Divestiture of Generation Business
Under the Massachusetts and Rhode Island settlements , the NEES
companies must complete the divestiture of their nonnuclear
generating business within six months of the later of the
commencement of retail choice in Massachusetts or the receipt of
all necessary regulatory approvals.
On August 5, 1997, the Company and Narragansett Electric
(collectively, the "Sellers") reached an agreement to sell their
nonnuclear generating business to USGen New England, Inc. (USGen),
an indirect wholly-owned subsidiary of PG&E Corporation. The
Sellers' nonnuclear generating business includes three fossil-fuel
generating stations and 15 hydroelectric generating stations,
totaling approximately 4,000 megawatt (MW) of capacity, with a book
value $1.1 billion.
USGen will pay the Sellers $1.59 billion in cash, of which $225
million will be contingent upon retail customers being able to
choose their electric supplier. Specifically, if customers
representing 89 percent of kilowatt-hour (kWh) sales of investor
owned utilities in Massachusetts, or 50 percent of kWh sales in New
England, have the ability to choose their electric supplier by
January 1, 1999, the Sellers will be entitled to the full
contingent amount. If such retail choice milestone is met after
January 1, 1999, the contingent portion of the purchase price
<PAGE>
declines ratably by $75 million over the year 1999, and $50 million
per year thereafter until the milestone is met. Payment of the
contingent portion can be deferred for up to two years if retail
choice is not the result of legislation.
USGen will also reimburse the NEES companies for $85 million of
costs associated with early retirement and special severance
programs for employees affected by industry restructuring.
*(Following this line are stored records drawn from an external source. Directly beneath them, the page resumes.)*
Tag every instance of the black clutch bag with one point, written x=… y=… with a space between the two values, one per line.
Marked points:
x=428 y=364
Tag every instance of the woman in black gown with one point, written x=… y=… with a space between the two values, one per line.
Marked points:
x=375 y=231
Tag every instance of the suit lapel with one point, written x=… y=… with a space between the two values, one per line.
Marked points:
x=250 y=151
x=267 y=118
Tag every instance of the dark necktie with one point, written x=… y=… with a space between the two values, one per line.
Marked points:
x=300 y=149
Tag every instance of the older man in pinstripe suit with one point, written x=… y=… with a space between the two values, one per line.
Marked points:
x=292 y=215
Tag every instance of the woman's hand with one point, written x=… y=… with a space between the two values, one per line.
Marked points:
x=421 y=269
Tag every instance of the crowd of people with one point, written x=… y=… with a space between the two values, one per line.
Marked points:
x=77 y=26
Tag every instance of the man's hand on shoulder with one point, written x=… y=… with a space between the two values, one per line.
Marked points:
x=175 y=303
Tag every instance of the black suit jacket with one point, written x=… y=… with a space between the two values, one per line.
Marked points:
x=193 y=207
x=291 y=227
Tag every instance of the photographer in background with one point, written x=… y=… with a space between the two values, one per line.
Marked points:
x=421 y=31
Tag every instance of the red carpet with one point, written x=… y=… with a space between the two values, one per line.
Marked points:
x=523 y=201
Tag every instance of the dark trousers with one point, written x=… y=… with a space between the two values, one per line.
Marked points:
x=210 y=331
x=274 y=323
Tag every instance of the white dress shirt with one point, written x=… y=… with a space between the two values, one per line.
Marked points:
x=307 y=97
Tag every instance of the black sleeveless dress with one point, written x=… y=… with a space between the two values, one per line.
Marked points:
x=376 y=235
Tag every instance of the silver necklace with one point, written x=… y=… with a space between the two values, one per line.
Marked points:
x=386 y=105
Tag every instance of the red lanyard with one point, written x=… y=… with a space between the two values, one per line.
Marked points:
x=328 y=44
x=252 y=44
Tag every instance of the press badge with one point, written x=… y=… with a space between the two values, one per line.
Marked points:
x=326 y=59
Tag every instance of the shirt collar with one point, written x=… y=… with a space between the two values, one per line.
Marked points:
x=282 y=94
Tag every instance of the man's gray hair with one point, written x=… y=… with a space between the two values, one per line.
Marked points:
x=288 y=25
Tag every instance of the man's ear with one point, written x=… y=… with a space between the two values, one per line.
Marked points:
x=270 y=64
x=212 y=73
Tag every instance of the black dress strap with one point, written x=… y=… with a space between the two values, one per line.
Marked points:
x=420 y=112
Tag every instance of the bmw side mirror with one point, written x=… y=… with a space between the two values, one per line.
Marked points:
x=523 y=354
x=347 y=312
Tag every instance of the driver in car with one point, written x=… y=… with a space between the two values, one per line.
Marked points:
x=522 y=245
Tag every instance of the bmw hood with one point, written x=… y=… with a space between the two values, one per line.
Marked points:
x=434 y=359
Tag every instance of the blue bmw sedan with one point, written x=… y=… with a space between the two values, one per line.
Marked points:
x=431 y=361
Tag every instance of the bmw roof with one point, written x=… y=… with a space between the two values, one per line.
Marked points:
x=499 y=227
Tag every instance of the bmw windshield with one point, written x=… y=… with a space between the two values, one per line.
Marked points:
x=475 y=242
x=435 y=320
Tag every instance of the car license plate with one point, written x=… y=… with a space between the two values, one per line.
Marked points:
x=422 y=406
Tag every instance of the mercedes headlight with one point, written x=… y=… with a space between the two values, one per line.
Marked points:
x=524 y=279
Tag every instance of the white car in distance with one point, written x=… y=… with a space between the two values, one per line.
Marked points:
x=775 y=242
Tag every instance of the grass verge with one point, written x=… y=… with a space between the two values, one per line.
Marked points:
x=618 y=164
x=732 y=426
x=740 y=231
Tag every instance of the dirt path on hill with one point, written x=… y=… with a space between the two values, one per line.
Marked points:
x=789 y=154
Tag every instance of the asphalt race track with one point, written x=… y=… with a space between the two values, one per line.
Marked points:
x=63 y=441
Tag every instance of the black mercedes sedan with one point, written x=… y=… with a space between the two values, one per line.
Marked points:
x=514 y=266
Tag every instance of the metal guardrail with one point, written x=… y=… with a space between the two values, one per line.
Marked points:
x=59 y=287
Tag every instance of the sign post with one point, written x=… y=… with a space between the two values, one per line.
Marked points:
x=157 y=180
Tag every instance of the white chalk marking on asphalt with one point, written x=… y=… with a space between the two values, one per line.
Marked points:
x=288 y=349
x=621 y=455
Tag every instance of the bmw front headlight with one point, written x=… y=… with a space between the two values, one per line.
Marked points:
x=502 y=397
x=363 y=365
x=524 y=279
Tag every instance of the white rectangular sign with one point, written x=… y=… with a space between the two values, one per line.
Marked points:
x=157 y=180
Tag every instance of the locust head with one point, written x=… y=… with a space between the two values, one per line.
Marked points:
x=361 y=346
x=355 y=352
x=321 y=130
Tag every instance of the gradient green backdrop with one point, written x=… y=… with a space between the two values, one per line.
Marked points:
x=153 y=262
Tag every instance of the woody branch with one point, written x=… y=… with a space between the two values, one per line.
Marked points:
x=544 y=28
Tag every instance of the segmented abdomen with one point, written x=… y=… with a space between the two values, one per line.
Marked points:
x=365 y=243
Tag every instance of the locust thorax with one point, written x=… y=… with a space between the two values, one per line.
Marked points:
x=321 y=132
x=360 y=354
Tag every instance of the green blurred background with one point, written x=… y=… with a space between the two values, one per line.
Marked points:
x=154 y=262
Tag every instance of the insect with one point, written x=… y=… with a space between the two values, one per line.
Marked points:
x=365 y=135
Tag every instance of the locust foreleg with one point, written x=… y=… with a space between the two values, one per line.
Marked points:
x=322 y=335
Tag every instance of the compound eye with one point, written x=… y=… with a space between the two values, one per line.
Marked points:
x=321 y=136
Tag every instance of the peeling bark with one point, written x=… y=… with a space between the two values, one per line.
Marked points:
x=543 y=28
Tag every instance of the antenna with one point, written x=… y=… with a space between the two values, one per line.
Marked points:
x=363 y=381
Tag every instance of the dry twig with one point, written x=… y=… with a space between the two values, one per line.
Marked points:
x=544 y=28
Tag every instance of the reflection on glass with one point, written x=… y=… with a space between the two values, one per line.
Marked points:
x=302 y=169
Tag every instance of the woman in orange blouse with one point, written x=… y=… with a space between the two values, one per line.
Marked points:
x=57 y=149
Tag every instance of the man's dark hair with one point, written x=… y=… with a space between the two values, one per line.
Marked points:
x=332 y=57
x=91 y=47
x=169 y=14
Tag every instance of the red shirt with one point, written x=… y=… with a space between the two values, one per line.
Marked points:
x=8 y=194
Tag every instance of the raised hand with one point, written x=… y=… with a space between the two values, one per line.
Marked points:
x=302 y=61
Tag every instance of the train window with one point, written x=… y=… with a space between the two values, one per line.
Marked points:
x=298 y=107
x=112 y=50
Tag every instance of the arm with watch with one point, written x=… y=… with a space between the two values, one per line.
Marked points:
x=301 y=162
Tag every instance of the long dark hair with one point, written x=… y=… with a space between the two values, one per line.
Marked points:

USGen
will purchase the Company's entitlement in approximately 1,100 MW
of power procured under long-term contracts. The Company will make
a monthly fixed contribution toward the above-market cost of the
purchased power of between $12.5 million and $14.2 million per
month from closing through January 2008. These amounts are
recoverable under the terms of the Massachusetts and Rhode Island
settlements. USGen will be responsible for the balance of the
costs under the purchased power contracts.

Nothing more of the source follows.